Manager, die solchen Konsortien angehören, berichten vom Ekel, den sie beim Total-Fokussieren auf die Sicherung des eigenen Standpunkts empfinden. Sie bezeichnen das rüde als"Cover-your-ass-Strategie". Genau das ist bei Toll Collect passiert. Es wäre ein Wunder, wenn der Bund größere Ersatz-Ansprüche gegen das Konsortium durchsetzen könnte. Technisch hat die Gruppe zwar versagt, juristisch aber war sie Spitze. Manfred Stolpes traurige Erscheinung lässt zu schnell vergessen, dass auch ganz andere Kaliber an diesem Konsortium gescheitert wären.

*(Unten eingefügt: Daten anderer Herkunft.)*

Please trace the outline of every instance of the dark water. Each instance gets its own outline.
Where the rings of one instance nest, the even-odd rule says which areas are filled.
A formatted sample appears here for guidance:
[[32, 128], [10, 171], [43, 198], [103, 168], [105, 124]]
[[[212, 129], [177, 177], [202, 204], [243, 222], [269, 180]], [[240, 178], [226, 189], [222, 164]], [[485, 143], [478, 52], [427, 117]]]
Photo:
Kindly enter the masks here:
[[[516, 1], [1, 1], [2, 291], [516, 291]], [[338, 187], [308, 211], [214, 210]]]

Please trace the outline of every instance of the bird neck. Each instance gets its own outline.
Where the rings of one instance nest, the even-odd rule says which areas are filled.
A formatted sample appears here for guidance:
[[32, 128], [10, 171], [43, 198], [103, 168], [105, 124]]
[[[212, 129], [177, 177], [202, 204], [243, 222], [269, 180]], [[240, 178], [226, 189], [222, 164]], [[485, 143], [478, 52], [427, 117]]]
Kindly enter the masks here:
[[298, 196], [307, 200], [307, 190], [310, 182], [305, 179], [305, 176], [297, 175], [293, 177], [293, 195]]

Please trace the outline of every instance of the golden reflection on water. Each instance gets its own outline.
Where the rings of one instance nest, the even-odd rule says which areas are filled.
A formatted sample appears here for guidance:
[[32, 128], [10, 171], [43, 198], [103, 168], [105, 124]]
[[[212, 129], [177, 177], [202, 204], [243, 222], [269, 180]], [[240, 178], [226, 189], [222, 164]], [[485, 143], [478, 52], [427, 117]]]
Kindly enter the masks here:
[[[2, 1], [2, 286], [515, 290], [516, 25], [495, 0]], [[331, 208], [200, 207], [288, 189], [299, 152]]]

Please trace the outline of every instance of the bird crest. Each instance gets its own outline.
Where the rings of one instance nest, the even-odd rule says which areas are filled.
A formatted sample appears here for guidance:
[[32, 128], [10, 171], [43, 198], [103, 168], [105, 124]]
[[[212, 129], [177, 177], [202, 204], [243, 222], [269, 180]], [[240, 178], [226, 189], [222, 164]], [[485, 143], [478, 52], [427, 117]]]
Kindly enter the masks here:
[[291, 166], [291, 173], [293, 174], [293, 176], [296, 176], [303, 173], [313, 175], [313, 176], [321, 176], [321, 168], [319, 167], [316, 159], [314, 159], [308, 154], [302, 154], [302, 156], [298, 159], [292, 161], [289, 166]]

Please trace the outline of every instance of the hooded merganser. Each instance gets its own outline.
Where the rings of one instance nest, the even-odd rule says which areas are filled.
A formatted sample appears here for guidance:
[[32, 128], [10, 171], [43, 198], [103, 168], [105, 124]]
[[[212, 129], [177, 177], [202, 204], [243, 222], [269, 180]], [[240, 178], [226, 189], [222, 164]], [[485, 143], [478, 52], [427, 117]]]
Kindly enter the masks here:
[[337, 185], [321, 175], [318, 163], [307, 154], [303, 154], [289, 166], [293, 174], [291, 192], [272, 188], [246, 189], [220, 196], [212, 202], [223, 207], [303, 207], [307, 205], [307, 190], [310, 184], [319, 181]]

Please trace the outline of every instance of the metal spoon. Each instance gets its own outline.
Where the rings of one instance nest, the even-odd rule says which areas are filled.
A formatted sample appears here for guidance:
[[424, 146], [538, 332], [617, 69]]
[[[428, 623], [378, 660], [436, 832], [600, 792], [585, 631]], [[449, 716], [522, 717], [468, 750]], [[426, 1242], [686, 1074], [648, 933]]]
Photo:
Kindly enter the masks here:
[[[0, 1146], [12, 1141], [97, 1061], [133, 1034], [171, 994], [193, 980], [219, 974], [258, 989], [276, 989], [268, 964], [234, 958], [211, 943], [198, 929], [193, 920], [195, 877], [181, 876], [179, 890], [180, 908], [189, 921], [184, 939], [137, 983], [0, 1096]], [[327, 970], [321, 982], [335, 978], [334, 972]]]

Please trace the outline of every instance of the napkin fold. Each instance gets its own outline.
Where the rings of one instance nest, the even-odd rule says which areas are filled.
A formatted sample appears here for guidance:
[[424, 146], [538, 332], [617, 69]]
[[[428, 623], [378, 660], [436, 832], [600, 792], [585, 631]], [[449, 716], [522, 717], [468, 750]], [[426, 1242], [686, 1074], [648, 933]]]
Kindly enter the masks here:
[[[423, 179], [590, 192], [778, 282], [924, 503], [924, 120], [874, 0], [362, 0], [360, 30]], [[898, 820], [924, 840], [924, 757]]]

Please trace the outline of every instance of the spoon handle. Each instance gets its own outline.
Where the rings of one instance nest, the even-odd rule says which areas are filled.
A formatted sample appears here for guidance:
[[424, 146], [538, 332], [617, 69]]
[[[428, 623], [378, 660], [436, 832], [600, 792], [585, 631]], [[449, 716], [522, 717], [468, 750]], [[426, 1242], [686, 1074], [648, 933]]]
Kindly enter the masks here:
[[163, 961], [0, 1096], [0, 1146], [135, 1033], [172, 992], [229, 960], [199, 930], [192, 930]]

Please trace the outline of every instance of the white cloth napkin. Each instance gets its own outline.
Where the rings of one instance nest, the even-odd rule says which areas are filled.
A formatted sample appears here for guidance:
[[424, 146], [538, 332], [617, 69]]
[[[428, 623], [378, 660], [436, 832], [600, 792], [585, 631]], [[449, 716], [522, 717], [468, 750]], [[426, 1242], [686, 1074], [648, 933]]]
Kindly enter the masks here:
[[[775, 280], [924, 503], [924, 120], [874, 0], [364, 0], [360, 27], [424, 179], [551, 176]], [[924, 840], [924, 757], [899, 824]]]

Technisch schwach, juristisch stark
Am Anfang sah das Maut-System wie eine leichte Beute aus. Ein fetter Brocken, den der Bund demjenigen gab, der am meisten versprach. So entstand ein absurder Pakt: Der Bund brauchte schnell Geld aus dem Maut-System und war deswegen bewusst leichtgläubig; die Konzerne stimmten dem überehrgeizigen Zeitplan zu und minimierten zugleich ihr Haftungsrisiko, was dem Bund durchging, weil er nicht die bestmöglichen Verhandlungsführer besitzt.
Weiter verschärft wurde der Konflikt durch die anderen Probleme der Konsortialteilnehmer Telekom und DaimlerChrysler. Dort gibt es so viele Baustellen, dass der Vorstand dem Maut-Projekt nur wenig Aufmerksamkeit schenken konnte. Das Bild des Konzerns in der deutschen Ã-ffentlichkeit musste Daimler-Chef Jürgen Schrempp weniger dringend vorkommen als die Krisen bei Chrysler und Mitsubishi. Kai-Uwe Ricke bei der Telekom muss mit Sorge auf den amerikanischen Mobilfunk-Markt schauen, wo zwei wichtige Konkurrenten fusionieren. Das Maut-Problem rückt da automatisch auf der Prioritätenliste nach unten.
Besonders in diesem Punkt dachte Minister Stolpe naiv: Er hoffte, die Sorge ums Image würde das Konsortium zu Sonderanstrengungen bewegen. Bei Weltfirmen erlangt ein Projekt in einem einzelnen Land aber selten eine derart überragende Bedeutung.
Was folgt aus dem Debakel? Die öffentliche Hand braucht erfahrene Manager. Keine Berater, sondern angestellte Profis, die eine halbe oder eine ganze Million Euro im Jahr verdienen können. Für den Steuerzahler kommt das am Ende billiger als Dilettantismus.